Figure 1. PCNAK164R mutant cell lines have increased sensitivity to DNA damage.

Figure 1.

(A) Western blot analyses of chromatin-associated PCNA, ubiquityl-PCNA (K164), phospho-RPA32 (S33), and γH2AX, with or without 20 and 40 J/m2 UV treatment, with histone H2AX as the loading control from wild-type RPE-1 and PCNAK164R cells. Quantified band intensities were normalized to loading controls.

(B) Western blot analyses of whole-cell extracts from wild-type RPE-1 and PCNAK164R cells for phospho-p53 (S15), p53, and p21, with or without 20 and 40 J/m2 UV treatment, with GAPDH or tubulin as the loading control. Quantified intensities of phospho-p53 (S15), p53, and p21 levels were normalized to loading controls.

(C) Comparison of drug sensitivity comparing average percentage of viability in RPE-1 wild-type and PCNAK164R cell lines. Each drug and concentration tested is indicated. Error bars indicate standard deviation, and statistical significance was calculated using Student’s t test with *p < 0.05, **p < 0.01, and ***p < 0.001; n = 9–12 replicate wells across three biological replicates for all data points.

(D) Representative cell-cycle distributions based on DNA content (DAPI) of RPE-1 wild-type and PCNAK164R cell lines treated with MMC (20 nM) or MMS (20 μM) for 48 h.

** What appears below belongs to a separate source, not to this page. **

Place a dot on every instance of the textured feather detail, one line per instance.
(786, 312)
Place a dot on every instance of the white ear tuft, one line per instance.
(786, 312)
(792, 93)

(E) Cell-cycle distributions of RPE-1 wild-type and PCNAK164R cell lines treated with MMC or MMS from three biological replicates. Percentage of each population in G1 (green), S (purple), or G2/M phase (gray) is shown. Error bars indicate standard deviation, and statistical significance was calculated using Student’s t test with *p < 0.05, **p <0.01, and ***p < 0.001; n = 6 replicate wells across three biological replicates. For wild type, statistics represent the comparison of each cell-cycle phase in drug-treated (MMC, MMS) versus untreated (UT) cell lines. For PCNAK164R cell lines, statistics represent the comparison of each cell-cycle phase versus wild type within each treatment group (UT, MMC, MMS).

(F) Histogram (left, middle) and quantification of mean fluorescent intensity (right) of EdU staining of S-phase cells from RPE-1 wild-type (blue) and PCNAK164R cells (maroon) treated with MMC and MMS; n = 6 across three biological replicates. Error bars indicate standard deviation, and significance was calculated using two-way ANOVA with *p < 0.05, **p < 0.01, and ***p < 0.001.